MGM Shareholders Nix Lionsgate Merger30 Oct, 2010 By: Erik Gruenwedel
Shareholders of fiscally-challenged Metro-Goldwyn-Mayer Inc. late Oct. 29 overwhelmingly voted for a pre-packaged bankruptcy plan; rejecting a merger proposal by Lionsgate.
Under terms of the Chapter 11 filing – due in the coming days – senior debt holders would control 95.3% of the studio with Spyglass Entertainment retaining the remainder and placing senior executives Gary Barber and Roger Birnbaum as the co-chairman and CEO of MGM following the its emergence from bankruptcy.
Santa Monica, Calif.-based Lionsgate had submitted a merger proposal that would have retained MGM 55% ownership of the combined studio.
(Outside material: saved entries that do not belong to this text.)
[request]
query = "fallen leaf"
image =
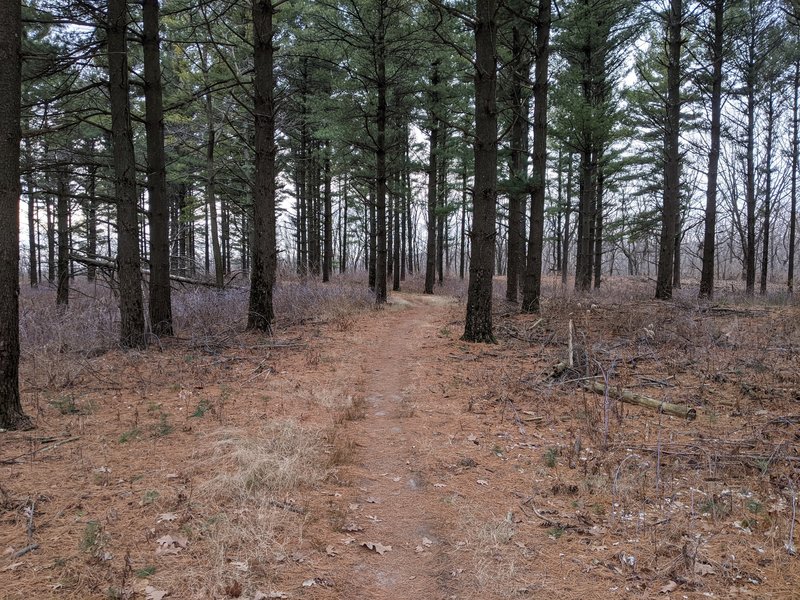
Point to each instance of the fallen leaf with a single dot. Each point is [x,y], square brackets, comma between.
[670,587]
[377,547]
[234,590]
[152,593]
[703,569]
[166,517]
[169,544]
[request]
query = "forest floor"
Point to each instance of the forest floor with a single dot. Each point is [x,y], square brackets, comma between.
[364,453]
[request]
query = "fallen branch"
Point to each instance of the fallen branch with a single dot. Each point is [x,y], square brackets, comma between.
[16,459]
[109,264]
[630,397]
[25,550]
[287,506]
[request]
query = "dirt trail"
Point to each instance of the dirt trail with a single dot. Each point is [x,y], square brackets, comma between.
[391,493]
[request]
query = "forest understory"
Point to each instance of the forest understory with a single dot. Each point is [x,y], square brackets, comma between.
[369,453]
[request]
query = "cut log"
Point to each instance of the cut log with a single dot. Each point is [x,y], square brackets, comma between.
[630,397]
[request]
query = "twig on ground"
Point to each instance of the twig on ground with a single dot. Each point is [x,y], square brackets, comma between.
[25,550]
[16,459]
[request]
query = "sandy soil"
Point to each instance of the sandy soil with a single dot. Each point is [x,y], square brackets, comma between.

It also said the merger would have saved MGM about $100 million in annual overhead costs.
The Lionsgate plan was supported by activist shareholder Carl Icahn, who also owns a sizable stake in MGM and reportedly will assume a board seat in the restructured company.
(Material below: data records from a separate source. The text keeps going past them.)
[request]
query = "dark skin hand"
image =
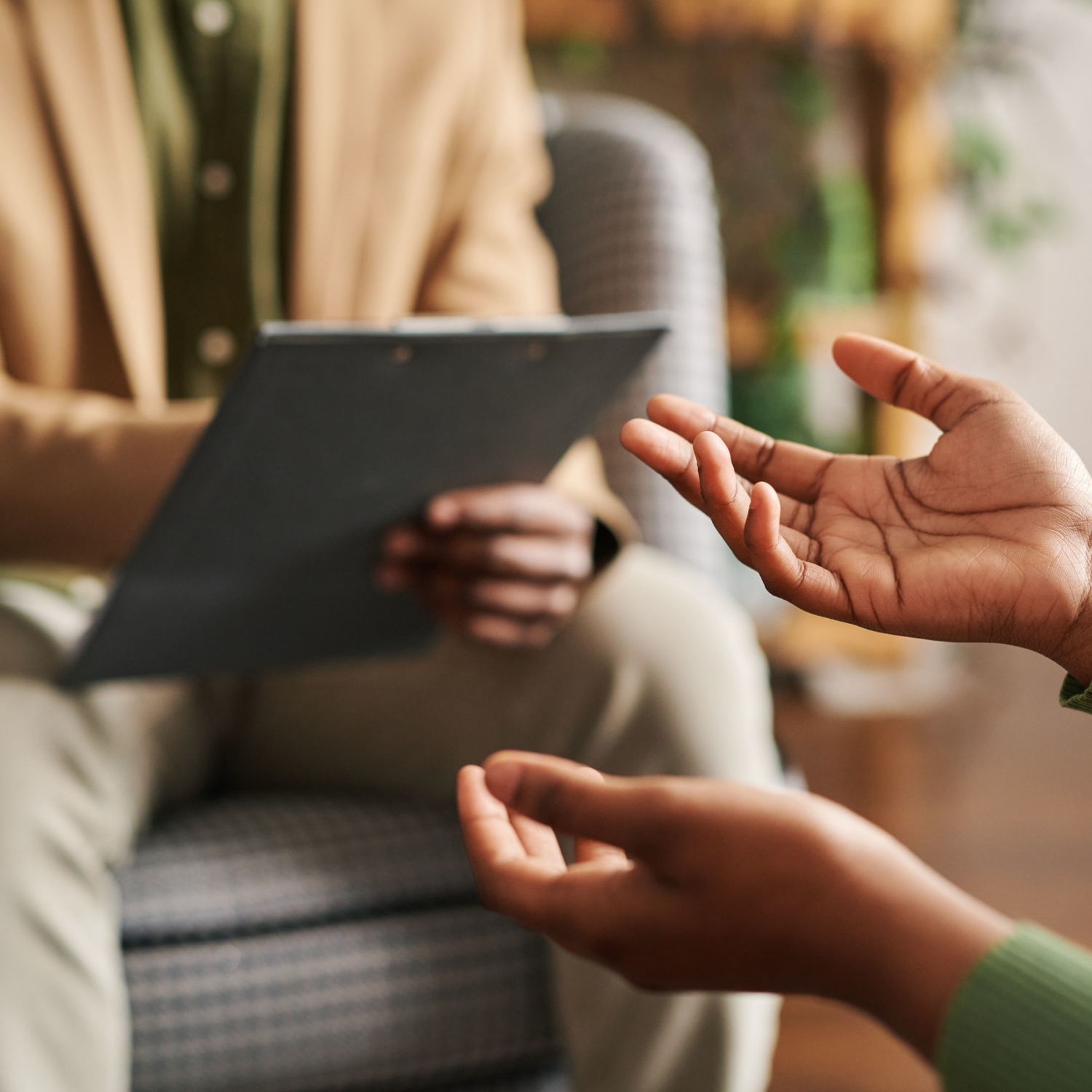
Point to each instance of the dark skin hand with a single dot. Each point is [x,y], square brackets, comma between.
[683,884]
[986,539]
[505,565]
Icahn’s increasing stake in MGM caught Lionsgate by surprise and prompted the studio Oct. 28 to file a lawsuit against the investor – a move many believe sank its merger proposal.
MGM, which was bought for $5 billion in 2004 by a consortium led by private equity firms TPG, Providence Equity Partners, Sony Corp. of America and Comcast, among others, has lost hundreds of millions of dollars over the years as its venerable catalog failed to generate projected revenue.
In recent years the studio had trouble making the interest payments on the $4 billion debt.
MGM films, which include earlier “James Bond” and “Pink Panther” movies, are distributed on disc by 20th Century Fox Home Entertainment.